[159] Hessey, op. cit. p. 87 sqq.
[160] Roberts, Social History of the People of the Southern Counties of England, p. 244 sqq.
[161] Buckle, History of Civilization in England, iii. 276.
CHAPTER XXXVII
RESTRICTIONS IN DIET
TRAVELLERS have often noticed with astonishment the immense quantities of food which uncivilised people are able to consume. Sir George Grey has described the orgies which follow the stranding of a whale in Australia, when the natives remain by the carcase for many days, fairly eating their way into it.[1] The Rocky Mountain Indians, though they often subsist for a great length of time on a very little food, will at their feasts “gorge down an incredible quantity.”[2] A Mongol “will eat more than ten pounds of meat at one sitting, but some have been known to devour an average-sized sheep in the course of twenty-four hours.”[3] The Waganda in Central Africa “sometimes gorge themselves to such an extent that they are unable to move, and appear just as if intoxicated.”[4] It has been justly observed that what would among ourselves be condemned as disgusting gluttony is, under the conditions to which certain races of men are exposed, quite normal and in fact necessary. As Mr. Spencer observes, “where the habitat is such as at one time to supply very little food and at another time food in great abundance, survival depends on the ability to consume immense quantities when the opportunities occur.”[5] When this is the case gluttony can hardly be stigmatised as a vice; and I find no direct evidence that it is so even among savages who are described as generally moderate in their diet. The lack of foresight, which is a characteristic of uncivilised peoples, must prevent them from attaching much moral value to temperance. On the other hand, gluttony is sometimes said to be regarded with admiration. Mr.
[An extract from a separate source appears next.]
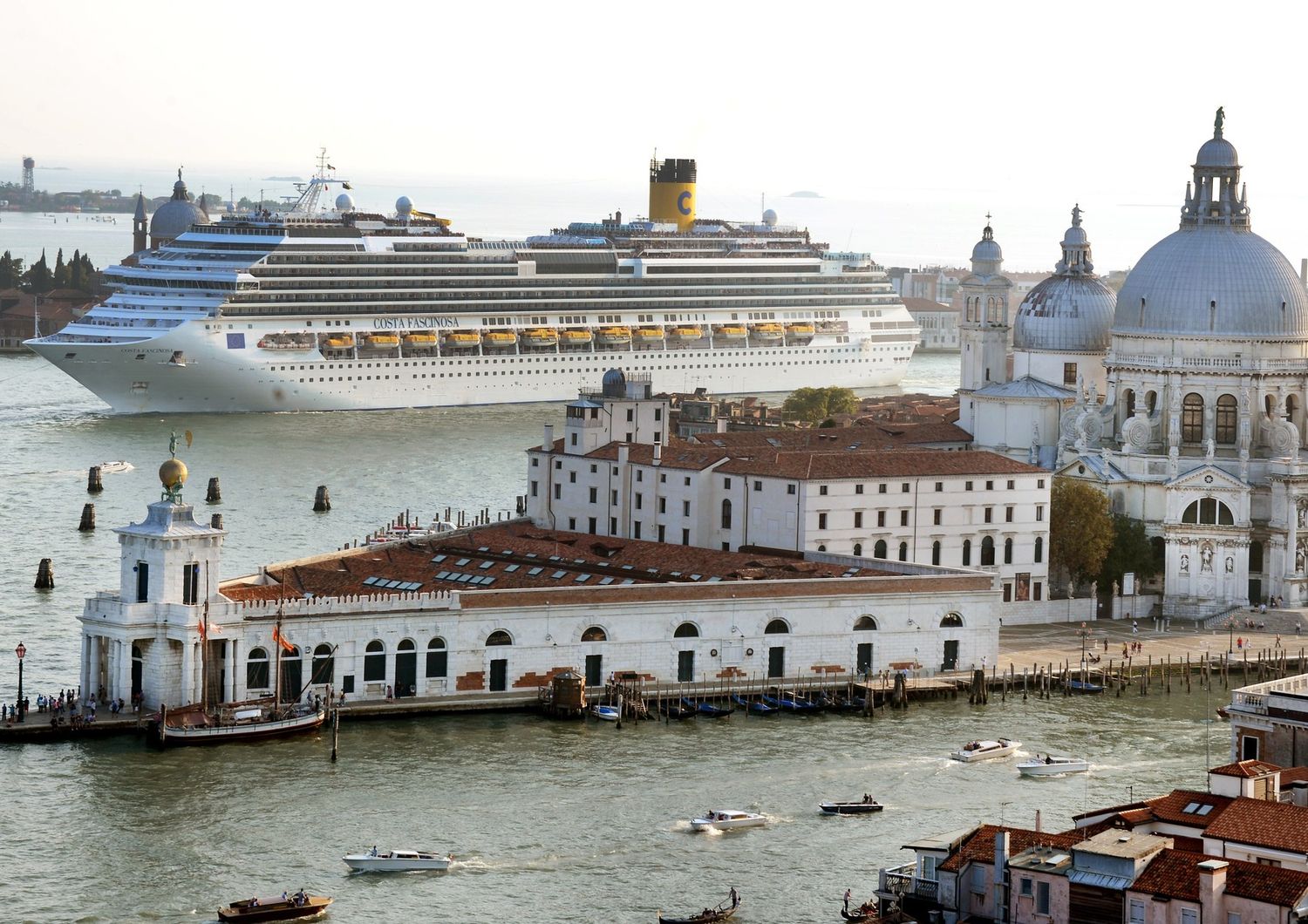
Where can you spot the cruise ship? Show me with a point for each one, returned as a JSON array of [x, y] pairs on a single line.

Torday informs me that the Bambala in South-Western Congo, when praising a man for his strength, are in the habit of saying, “He eats a whole goat with its skin.”
[1] Grey, Journals of Expeditions in North-West and Western Australia, ii. 277 sqq.
[2] Harmon, Journal of Voyages in the Interior of North America, p. 329.
[3] Prejevalsky, Mongolia, i. 55.
[4] Wilson and Felkin, Uganda, i. 185.